Caprelsa is a kinase inhibitor indicated for the treatment of symptomatic or progressive medullary thyroid cancer in patients with unresectable (non-operable) locally advanced or metastatic disease. The use of Caprelsa in patients with indolent, asymptomatic or slowly progressing disease should be carefully considered because of the treatment-related risks.
The FDA approved vandetanib on April 6, 2011 and AstraZeneca made the product available to U.S. patients before it received a trade name.
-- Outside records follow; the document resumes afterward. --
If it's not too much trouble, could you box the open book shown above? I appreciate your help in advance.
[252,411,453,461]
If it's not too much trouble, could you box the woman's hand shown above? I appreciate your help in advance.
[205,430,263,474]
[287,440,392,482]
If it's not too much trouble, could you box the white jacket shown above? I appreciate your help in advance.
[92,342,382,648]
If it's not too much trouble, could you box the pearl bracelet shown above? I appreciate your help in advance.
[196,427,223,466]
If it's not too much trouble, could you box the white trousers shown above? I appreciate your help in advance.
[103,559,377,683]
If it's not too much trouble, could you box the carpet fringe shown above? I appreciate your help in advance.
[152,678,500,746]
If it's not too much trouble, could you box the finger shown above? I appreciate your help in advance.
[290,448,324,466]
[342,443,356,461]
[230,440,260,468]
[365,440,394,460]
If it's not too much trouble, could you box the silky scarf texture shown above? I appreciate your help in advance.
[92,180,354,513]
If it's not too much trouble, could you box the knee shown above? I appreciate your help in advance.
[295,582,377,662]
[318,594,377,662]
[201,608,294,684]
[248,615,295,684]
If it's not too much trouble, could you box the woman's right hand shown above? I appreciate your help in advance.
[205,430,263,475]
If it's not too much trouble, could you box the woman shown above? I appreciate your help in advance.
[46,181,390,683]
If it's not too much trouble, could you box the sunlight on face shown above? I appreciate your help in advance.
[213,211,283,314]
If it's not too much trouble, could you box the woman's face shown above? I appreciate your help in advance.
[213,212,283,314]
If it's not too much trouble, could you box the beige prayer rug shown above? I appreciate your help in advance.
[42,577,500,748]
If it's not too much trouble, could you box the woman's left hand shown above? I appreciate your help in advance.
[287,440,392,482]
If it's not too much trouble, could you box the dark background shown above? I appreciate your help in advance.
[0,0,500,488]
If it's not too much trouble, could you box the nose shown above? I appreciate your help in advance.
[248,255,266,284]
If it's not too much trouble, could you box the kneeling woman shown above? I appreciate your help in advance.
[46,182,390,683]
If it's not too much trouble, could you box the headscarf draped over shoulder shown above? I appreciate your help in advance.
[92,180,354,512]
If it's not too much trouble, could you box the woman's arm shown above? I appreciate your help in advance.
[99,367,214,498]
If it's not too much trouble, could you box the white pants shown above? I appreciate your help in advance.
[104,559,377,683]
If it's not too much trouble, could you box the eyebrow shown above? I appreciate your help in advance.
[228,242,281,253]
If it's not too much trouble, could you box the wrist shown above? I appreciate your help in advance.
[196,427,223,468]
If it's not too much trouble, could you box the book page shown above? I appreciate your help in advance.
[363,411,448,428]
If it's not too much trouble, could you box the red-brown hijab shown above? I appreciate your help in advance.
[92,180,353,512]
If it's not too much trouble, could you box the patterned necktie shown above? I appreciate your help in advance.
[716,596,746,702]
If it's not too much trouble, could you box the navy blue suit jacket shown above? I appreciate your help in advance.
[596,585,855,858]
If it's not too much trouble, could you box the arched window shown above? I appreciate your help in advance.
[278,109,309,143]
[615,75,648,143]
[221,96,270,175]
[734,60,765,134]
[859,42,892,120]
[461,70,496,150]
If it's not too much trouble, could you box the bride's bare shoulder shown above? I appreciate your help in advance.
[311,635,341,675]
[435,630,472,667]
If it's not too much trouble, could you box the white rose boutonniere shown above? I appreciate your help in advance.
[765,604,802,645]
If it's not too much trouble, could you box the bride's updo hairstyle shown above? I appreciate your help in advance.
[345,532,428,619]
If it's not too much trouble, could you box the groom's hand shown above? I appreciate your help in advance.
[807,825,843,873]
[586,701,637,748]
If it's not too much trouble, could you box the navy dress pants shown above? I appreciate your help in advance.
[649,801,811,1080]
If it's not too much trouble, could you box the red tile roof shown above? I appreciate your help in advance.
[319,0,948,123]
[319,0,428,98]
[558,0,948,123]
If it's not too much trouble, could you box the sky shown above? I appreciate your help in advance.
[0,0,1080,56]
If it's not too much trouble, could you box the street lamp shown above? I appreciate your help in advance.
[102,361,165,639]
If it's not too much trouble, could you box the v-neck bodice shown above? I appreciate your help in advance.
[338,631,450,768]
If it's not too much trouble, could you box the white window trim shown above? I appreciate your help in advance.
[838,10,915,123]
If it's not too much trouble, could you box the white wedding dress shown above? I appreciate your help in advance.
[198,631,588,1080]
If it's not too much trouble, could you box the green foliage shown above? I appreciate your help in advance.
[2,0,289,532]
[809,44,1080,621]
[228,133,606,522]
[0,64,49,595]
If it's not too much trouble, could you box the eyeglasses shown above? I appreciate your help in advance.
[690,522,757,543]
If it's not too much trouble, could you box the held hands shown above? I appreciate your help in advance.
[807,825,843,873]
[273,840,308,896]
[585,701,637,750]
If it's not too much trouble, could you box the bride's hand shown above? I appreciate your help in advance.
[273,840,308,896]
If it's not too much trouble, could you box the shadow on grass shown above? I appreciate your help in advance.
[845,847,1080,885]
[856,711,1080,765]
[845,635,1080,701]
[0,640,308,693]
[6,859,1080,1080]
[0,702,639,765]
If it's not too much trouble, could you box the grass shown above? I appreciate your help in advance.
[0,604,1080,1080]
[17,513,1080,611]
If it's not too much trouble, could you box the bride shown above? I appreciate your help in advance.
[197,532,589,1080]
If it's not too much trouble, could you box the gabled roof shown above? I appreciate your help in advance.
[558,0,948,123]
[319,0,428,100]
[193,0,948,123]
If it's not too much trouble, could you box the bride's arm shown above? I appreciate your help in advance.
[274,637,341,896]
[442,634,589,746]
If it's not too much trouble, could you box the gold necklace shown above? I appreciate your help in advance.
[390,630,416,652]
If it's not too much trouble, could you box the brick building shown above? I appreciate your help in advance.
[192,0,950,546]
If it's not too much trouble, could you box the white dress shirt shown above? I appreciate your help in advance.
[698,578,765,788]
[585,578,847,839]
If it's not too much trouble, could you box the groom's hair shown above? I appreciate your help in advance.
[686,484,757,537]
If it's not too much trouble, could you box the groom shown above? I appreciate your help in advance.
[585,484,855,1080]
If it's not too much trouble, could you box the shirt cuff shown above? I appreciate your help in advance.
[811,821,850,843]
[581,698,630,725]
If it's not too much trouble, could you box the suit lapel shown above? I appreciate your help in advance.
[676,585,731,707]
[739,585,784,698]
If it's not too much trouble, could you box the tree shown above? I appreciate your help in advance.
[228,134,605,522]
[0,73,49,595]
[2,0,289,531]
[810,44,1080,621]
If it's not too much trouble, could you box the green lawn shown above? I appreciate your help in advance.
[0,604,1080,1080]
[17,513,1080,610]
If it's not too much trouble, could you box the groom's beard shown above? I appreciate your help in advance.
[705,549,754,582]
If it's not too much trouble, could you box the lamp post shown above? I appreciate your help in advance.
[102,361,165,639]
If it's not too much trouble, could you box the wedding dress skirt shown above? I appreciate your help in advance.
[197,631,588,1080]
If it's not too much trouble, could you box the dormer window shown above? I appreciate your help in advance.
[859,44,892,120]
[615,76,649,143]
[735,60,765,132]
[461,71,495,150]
The product is now available under the trade name Caprelsa.
“We chose to launch the drug as vandetanib without waiting for a trade name approval because there were no other FDA-approved medicines available for people with this rare type of thyroid cancer,” said Eric Vogel, Executive Director of Oncology. “AstraZeneca is committed to bringing meaningful medicines to those who need them most, and Caprelsa is an important part of that commitment.”
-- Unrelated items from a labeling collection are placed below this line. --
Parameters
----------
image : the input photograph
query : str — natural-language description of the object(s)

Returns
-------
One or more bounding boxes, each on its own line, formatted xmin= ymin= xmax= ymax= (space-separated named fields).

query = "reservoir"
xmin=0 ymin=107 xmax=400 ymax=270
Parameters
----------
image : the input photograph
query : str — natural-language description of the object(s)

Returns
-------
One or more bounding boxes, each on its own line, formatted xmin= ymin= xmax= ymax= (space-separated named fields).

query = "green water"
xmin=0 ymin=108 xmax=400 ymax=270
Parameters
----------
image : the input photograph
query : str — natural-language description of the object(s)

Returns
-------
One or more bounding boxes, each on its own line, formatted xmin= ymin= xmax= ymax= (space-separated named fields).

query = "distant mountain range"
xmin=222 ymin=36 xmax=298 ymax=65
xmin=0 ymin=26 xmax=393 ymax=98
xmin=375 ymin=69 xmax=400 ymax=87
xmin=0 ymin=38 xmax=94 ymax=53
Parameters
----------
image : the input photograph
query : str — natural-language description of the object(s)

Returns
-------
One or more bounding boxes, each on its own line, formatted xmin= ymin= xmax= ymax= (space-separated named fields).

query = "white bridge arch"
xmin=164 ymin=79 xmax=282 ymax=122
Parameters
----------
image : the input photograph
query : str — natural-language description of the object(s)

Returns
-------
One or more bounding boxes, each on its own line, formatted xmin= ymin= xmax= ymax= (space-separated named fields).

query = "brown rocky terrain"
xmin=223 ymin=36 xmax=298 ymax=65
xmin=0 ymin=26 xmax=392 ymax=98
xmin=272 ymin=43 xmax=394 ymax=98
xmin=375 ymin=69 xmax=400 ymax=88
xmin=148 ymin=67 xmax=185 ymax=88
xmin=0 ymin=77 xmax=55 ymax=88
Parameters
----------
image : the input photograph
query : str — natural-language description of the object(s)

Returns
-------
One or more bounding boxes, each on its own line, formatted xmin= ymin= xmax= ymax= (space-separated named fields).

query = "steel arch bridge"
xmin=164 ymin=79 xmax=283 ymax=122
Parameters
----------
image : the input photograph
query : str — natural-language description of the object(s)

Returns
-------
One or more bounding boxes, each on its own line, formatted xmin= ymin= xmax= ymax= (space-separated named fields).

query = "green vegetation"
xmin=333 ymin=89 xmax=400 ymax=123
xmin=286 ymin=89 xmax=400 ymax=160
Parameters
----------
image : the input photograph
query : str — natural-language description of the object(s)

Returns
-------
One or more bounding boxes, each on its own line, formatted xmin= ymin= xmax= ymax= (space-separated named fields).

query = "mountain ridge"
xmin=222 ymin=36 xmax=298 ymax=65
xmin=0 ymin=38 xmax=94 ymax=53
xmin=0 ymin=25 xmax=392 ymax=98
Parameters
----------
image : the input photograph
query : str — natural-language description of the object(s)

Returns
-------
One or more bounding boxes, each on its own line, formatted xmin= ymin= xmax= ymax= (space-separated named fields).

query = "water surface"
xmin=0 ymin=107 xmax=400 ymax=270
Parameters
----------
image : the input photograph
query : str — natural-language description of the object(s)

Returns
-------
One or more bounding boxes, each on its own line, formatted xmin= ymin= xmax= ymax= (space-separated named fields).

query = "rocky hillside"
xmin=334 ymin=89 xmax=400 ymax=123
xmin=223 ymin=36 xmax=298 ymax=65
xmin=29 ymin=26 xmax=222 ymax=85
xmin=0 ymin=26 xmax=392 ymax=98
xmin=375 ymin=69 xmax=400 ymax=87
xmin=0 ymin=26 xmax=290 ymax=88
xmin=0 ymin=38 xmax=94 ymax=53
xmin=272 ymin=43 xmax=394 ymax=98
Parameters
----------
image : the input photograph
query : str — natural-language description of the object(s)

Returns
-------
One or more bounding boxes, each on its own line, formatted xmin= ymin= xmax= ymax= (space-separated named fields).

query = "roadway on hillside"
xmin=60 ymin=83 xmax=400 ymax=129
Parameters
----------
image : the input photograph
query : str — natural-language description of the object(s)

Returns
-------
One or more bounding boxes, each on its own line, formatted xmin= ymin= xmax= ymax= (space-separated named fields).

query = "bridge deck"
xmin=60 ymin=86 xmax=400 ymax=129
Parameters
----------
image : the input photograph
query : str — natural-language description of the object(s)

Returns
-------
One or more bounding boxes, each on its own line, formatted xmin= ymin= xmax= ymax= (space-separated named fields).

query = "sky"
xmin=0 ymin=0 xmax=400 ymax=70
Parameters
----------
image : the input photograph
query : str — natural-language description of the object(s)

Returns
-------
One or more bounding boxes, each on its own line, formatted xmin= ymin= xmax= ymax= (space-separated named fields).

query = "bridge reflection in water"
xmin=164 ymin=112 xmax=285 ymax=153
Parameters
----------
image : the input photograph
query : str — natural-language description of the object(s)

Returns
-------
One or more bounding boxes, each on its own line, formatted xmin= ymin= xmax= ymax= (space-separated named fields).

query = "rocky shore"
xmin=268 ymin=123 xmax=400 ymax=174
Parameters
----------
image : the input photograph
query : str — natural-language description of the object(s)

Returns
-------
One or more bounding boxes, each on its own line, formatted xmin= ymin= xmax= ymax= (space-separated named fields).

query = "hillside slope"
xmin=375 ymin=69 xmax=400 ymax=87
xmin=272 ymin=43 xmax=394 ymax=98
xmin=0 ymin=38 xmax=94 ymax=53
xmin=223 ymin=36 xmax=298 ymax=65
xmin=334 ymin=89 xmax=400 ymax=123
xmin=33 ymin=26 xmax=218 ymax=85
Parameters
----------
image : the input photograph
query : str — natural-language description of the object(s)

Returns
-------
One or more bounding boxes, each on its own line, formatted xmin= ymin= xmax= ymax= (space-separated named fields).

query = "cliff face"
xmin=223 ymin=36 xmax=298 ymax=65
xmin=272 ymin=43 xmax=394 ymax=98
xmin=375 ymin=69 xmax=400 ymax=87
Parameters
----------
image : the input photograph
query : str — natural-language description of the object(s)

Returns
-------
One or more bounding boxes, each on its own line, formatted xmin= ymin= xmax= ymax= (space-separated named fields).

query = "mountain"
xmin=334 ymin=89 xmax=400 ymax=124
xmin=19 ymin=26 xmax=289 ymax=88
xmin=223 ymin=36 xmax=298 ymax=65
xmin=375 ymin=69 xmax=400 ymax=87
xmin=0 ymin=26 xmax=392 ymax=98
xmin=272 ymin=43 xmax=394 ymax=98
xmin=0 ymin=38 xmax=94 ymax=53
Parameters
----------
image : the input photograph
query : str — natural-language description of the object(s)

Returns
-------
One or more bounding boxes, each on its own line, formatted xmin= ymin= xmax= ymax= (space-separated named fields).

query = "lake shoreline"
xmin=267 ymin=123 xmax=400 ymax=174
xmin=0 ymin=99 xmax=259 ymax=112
The approval of Caprelsa was based on the results of the ZETA study, a Phase III, double-blind trial that randomized 331 patients with unresectable locally advanced or metastatic medullary thyroid cancer to Caprelsa 300 mg (n=231) or placebo (n=100). In the study, patients randomized to Caprelsa showed a statistically significant improvement in progression-free survival (PFS) when compared to those randomized to placebo (Hazard Ratio [HR]=0.35; 95% Confidence Interval [CI]=0.24, 0.53; p<0.0001).This difference reflects a 65% reduction in risk for disease progression. Median progression-free survival was 16.4 months (95% CI=8.3, 19.7) in the placebo arm and was not reached (95% CI=22.6 months, non-estimatable) in the Caprelsa arm. At the primary PFS analysis, no significant overall survival difference was noted. QT prolongation, Torsades de pointes, and sudden death are included in the boxed warning for Caprelsa. The most common adverse drug reactions (>20%) seen in the ZETA trial with Caprelsa were diarrhea (57%), rash (53%), acne (35%), nausea (33%), hypertension (33%), headache (26%), fatigue (24%), decreased appetite (21%), and abdominal pain (21%).
A Risk Evaluation and Mitigation Strategy (REMS) is required for Caprelsa due to the risks of QT prolongation, Torsades de pointes, and sudden death. Only prescribers who are certified through the Caprelsa REMS program, a restricted distribution program, will be able to prescribe and dispense Caprelsa. To learn about the specific REMS requirements and to enroll in the Caprelsa REMS Program, health care professionals should call 1-800-236-9933 or visit www.caprelsarems.com.
Caprelsa is dispensed exclusively through the pharmacy business unit of Biologics, Inc., an integrated oncology management company.